Wells are installed with a slotted screened section (so water can come in) that is placed in the vertical vicinity of the contaminated groundwater.
These slotted sections are surrounded by a gravel pack that limits sand and sediment from entering the well.
Usually a submersible well pump is installed in the slotted section of the well, and the pump is operated at a high enough pumping rate that a "zone of influence" is established near the well that induces all water within that zone to be pulled into the well.
A set of multiple wells, installed perpendicular to the direction of the groundwater flow, with overlapping zones of influence, ensures that no water in the vicinity escapes.
The water from these wells is pumped to a treatment system.
Depending on the contamination, the treatment can consist of units that strip contaminants from the water using a flowing stream of air (an air stripper), or by filtering the water though a media, often granulated carbon, that has a great affinity for the contamination, so it binds to the carbon and lets the water pass, or by various other treatment methods (using chemicals like hydrogen peroxide, or ultra-violet light).
After treatment, the water is often discharged to surface waters, where it will once again meld with the earth's water, or it may be injected upstream (to the groundwater flow) from the wells to serve as a "rinsing" system that dissolves other contaminants from the soil.
For petroleum hydrocarbon cleanups, like from a spill of gasoline, this is quite effective.
Not only does gasoline float on water, so the liquid part of the spill can be captured, assuming the screen is adjacent to the top of the groundwater, the dissolved portion of the gasoline, typically benzene, toluene, xylene, and similar constituents, is highly amenable to the simpler methods of treatment, like air stripping or carbon filtration.

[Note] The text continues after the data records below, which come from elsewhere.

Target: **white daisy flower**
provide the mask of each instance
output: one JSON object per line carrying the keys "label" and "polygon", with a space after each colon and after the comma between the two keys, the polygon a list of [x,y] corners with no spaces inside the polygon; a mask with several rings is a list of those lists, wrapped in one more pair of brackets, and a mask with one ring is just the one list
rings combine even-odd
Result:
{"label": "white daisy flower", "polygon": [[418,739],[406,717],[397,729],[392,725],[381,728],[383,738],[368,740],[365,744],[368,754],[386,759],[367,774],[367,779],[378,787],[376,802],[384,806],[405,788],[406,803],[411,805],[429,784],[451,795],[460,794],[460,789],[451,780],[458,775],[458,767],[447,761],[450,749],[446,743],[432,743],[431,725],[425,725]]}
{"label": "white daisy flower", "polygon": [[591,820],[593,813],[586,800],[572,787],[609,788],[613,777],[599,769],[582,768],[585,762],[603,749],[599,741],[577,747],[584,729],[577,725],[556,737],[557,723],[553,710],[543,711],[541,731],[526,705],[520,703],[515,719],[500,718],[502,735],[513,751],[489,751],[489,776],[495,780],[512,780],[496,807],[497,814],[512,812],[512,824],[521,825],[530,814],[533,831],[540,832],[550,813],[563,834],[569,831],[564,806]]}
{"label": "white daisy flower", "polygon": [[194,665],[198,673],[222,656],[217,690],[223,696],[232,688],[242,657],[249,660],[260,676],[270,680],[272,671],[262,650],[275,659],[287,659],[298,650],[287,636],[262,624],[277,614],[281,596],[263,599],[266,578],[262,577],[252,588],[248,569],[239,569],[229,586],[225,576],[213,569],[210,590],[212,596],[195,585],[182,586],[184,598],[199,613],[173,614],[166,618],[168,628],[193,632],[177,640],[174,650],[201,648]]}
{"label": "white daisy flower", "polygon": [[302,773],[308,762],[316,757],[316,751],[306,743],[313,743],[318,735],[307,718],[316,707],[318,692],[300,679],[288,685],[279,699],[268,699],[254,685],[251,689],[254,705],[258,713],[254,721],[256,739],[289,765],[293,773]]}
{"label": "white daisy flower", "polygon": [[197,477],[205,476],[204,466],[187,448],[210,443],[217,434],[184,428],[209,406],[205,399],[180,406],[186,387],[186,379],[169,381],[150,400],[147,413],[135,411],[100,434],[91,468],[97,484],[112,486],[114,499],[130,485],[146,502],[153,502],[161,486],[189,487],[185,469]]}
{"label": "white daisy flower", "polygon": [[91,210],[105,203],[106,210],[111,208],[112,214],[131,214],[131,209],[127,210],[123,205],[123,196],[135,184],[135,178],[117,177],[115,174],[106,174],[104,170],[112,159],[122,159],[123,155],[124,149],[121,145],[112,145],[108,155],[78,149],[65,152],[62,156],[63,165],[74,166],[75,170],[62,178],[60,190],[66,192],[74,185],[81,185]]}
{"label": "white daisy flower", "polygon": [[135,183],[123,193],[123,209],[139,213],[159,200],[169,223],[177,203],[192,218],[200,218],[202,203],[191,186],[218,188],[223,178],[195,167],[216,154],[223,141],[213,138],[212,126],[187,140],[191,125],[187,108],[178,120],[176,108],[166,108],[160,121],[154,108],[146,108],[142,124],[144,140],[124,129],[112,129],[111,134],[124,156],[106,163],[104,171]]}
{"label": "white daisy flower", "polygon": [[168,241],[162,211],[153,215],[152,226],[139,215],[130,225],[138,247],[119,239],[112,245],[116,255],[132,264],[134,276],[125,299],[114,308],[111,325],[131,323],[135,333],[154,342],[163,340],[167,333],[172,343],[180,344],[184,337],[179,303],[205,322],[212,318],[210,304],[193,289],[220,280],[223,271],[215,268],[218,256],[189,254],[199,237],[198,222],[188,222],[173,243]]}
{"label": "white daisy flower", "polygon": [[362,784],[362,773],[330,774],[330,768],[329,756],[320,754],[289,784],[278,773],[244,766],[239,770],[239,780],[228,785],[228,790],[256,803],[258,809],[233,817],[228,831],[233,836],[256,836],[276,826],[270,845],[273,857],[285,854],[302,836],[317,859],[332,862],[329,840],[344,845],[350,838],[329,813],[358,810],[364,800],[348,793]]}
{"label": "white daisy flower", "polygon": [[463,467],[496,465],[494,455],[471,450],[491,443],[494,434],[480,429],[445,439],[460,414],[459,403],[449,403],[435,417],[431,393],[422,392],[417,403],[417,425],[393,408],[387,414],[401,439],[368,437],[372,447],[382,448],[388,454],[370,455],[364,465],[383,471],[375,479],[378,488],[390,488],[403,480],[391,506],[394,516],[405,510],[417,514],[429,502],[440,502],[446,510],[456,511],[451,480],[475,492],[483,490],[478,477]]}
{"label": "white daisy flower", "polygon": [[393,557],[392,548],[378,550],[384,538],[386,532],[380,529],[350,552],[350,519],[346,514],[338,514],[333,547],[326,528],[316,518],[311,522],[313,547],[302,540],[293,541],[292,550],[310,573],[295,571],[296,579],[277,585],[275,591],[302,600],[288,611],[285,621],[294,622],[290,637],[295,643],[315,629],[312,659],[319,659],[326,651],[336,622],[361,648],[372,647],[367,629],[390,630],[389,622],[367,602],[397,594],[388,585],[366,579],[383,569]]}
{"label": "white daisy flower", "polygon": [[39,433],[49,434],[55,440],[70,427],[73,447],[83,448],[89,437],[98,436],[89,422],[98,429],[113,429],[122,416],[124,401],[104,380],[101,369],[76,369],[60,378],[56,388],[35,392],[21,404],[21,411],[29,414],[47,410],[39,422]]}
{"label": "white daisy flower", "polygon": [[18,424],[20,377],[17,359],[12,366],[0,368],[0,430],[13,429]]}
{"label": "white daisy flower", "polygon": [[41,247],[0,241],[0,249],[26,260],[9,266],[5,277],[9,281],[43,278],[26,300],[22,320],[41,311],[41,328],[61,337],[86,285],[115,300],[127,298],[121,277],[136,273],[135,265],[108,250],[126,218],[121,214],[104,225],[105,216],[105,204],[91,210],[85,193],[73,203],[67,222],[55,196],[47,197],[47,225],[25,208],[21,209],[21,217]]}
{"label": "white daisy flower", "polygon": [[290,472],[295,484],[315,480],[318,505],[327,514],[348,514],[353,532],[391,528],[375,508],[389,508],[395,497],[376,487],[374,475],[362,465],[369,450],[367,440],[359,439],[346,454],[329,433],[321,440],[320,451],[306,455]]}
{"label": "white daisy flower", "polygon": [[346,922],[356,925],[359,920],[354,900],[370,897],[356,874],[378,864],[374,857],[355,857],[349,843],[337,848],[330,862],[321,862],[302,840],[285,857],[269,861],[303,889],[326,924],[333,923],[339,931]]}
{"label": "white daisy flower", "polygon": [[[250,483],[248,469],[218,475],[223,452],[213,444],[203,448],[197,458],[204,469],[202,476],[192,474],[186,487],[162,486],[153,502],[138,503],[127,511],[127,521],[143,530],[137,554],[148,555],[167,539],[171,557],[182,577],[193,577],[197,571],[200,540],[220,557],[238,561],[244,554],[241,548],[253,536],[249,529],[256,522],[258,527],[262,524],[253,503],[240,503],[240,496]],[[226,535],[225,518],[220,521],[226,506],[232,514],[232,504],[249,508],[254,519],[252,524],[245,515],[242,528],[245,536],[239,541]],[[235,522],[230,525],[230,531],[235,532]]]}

Other chemicals of concern can be much harder to treat.
MTBE, methyl tertiary butyl ether, was used as an octane enhancer beginning in the 1970's as a means to fight air pollution from gasoline-powered motor vehicles.
Unfortunately, the cure was as bad as the problem, because when MTBE is spilled, it holds tightly to water molecules and is more difficult to remove.
It is not as toxic as benzene, but it is stinkier, so groundwater with MTBE contamination at virtually any level is unpalatable even if not as hazardous to life and health.
Chlorinated substances, like dry cleaning fluid (perchloroethylene) or dichlorobenzene, generally do not float on water-they are as a group called "Dense Non-Aqueous Phase Liquids" (DNAPL), and because they sink, rather than float in water, they are harder to recover as both liquids and dissolved components.
But even in the most auspicious circumstances, a pump and treat system is an expensive and long-term fix.
Since the cleanup standard for benzene is only 5 parts per billion in water, you will pump a lot of water for a long time to capture any significant amount if the contamination is at a low level.
The systems, the facilities to house treatment systems, and the requirements to maintain and change out carbon and strippers, are also an expensive route to travel.
The best benefit of a pump and treat system is that if properly engineered, it will stop the migration of contamination beyond the zone of influence barrier.
So residential and other wells, and surface waters, and basements, can be protected from being affected by the contamination while cleanup continues.
There are other methods of cleaning up contaminated groundwater that may make more sense than pumping and treating huge volumes of water, but each system is dependent on local conditions, contamination types and sources, and the time-frame demanded.